We know little about the life of Marguerite Porete; nonetheless, the brief account of her arrest, condemnation, and death is striking in its portrayal of an intrepid woman's spiritual strength. On 1 June 1310 in Paris, Marguerite Porete, a beguine referred to in the trial documents as a "pseudo-mulier," was burned at the stake as a relapsed heretic, having written a book "filled with errors and heresies."2 According to the chronicler, her demeanor to the last was such that many were moved to tears at the sight of such piety. Her book, The Mirror of Simple Souls, had been condemned twice and burned before her eyes as if in literal anticipation of what was to come. She had languished in prison for a year and a half before submitting to the flames. The inquisitor had summoned the beguine theologian numerous times to appear before the inquisitorial commission, but she had remained in her cell, persistently refusing to appear in court. He himself went personally to conduct her from her cell to his court, and, even though she was fully aware that she was before the inquisitor himself, she contumaciously refused to speak or swear the oath according to the inquisitorial regulations. The inquisitor offered her the benefits of absolution if she would recant her views, but Marguerite Porete did not care either to ask for or to accept this absolution. She remained silent from the first day of her imprisonment until her final fiery release. Later, representatives of the theological tribunal carried portions from Porete's book to the Council of Vienne, where it was determined that such excerpts served to document the existence of the Free Spirit heresy, which was then condemned.

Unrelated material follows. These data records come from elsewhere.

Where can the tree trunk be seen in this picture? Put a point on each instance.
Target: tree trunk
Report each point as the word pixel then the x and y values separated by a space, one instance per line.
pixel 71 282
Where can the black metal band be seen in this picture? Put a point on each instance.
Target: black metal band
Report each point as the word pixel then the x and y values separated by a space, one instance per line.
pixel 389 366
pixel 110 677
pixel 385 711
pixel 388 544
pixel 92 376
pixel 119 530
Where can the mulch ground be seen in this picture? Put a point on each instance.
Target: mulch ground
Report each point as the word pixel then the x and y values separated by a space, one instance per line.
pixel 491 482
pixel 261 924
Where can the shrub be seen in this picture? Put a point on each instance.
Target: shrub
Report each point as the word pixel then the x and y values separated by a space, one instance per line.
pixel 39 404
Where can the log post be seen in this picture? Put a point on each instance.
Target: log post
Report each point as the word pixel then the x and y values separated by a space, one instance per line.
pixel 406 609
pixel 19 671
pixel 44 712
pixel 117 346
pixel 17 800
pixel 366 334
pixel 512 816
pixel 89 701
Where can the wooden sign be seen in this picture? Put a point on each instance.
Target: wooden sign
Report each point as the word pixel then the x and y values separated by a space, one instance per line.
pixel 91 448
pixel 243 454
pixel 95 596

Marguerite Porete's Mirror of Simple Souls offers us a powerful and fearless portrayal of how the soul is transformed into her exemplar, Jesus Christ; that is, the soul becomes by grace what Jesus Christ is by nature, truly human and truly divine. This essay highlights three components of this spiritual transformation, demonstrating the daring dynamic of this process in the beguine's theology. First, I outline Porete's portrayal of the trinitarian relation of the faculties of the soul. Next, I sketch the contours of the christological themes of the soul's transformation. Finally, we shall see that the goal of the text itself is the reader's own transformation. Porete's designation of Jesus Christ as exemplar is the divine energy driving the soul's transformation. It constitutes the transforming nature of the text. My concluding remarks briefly reflect on the significance of the Mirror for spiritual living in our time.

THE TRINITARIAN NATURE OF THE SOUL

Marguerite Porete's Mirror opens by declaring that the soul received the image of the Trinity at creation, which sets the conditions for the soul's spiritual transformation from sinful separation from God into incorporation in the divine life itself, a return of the soul to her eternal preexistence in God.3 The nature of the soul-specifically, the relations among the faculties of the soul-provides the framework for this transformation. In sketching Porete's trinitarian portrait of the soul, I will attend to the more doctrinal aspects of the Mirror. First, I outline the text's portrayal of the doctrine of the procession of the Persons of the Trinity. Then I show that the faculties of the soul mirror the procession of the Persons of the Trinity.